COPAR Must Obey the Law, Stay out of Charlestown
|Reviewing the maps to see where illegal quarrying is taking place|
Rep. Donna Walsh, Tim Quillen (CDTC Town Council candidate) and Frank Glista (CDTC Planning Commission candidate) met with neighbors of the COPAR Quarry as well as Rep. Brian Patrick Kennedy and Sen. Dennis Algiere to see what can be done to stop environmental problems caused by the quarrying operation.
The COPAR quarry sits on the Westerly side of the Westerly-Charlestown town line. The owners and lessors of the quarry site have been repeatedly cited for violating federal and state law, as well as town ordinances. The federal Mine Safety and Health Administration has cited and fined the quarry for dozens of safety violations in recent months.

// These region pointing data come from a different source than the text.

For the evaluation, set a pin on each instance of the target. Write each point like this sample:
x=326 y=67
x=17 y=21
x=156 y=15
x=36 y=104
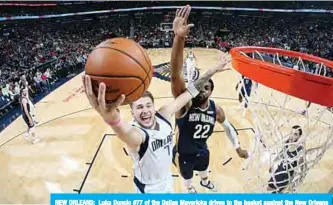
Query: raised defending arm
x=180 y=29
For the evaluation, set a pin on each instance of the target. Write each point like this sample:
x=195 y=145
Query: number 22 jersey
x=195 y=128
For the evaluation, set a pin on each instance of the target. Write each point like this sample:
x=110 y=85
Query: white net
x=276 y=163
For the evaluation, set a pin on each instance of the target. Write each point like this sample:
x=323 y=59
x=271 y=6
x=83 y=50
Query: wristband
x=114 y=123
x=192 y=90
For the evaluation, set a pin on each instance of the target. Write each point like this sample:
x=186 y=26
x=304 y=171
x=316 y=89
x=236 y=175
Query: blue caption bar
x=189 y=199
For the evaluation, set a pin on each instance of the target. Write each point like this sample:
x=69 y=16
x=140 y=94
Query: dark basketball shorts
x=244 y=94
x=189 y=163
x=281 y=177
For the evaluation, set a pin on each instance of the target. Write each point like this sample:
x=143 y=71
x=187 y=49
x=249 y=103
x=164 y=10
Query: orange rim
x=309 y=87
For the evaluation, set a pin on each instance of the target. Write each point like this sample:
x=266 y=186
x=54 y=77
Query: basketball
x=124 y=67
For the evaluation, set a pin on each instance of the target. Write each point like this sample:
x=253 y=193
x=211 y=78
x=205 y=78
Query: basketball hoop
x=274 y=107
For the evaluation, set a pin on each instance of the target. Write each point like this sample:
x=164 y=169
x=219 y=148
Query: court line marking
x=91 y=163
x=157 y=98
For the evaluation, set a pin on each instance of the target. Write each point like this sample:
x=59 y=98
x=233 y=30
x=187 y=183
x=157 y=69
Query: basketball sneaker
x=192 y=190
x=209 y=186
x=35 y=140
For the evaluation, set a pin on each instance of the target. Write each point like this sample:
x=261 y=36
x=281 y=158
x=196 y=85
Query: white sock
x=204 y=177
x=188 y=183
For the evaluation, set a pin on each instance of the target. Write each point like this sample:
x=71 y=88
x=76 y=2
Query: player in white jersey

Nearby residents complain that the mine operators endanger the community by releasing clouds of silica dust and creating headache-inducing noise from rock crushing, heavy truck traffic and blasting vibrations that may be the cause of cracks in well casings and foundations.
There are also concerns about mine operations already outside the permitted area, the potential of expansion both in Westerly and into Charlestown and the use of the site for dumping, especially in those areas that are mined out. One of the principals in the quarry operation, Philip Armetta, is one of Connecticut’s largest trash hauler.
The three legislators, Reps. Walsh and Kennedy and Sen. Algiere, plan to call a meeting next week with state agencies that have authority to address neighbors’ complaints. They will ask the state departments of Environmental Management, Health and Transportation to send authorized representatives and come prepared to take action.
Charlestown Democrats Glista and Quillen pledged their support and aid to the COPAR neighbors’ group and to call on Charlestown’s town government to enforce town ordinances against noise, air or water pollution coming across the line into Charlestown. Glista and Quillen also noted that Charlestown Democrats will oppose expansion of the quarry into Charlestown as well as the use of the site for waste disposal.
"This quarry has already become a Charlestown issue because the dust, noise and blasting vibrations have no respect for town lines," Glista said. "These events have changed the lives of the citizens both in Charlestown and Westerly. We stand behind all of our residents and neighbors that are affected by this potential environmental nightmare."
Tim Quillen added, “As an operating engineer, I know the kinds of equipment they are using and how dangerous it can be to workers. I know the quarry operators have already been cited and fined, but I’m convinced we have to push for stepped-up enforcement.”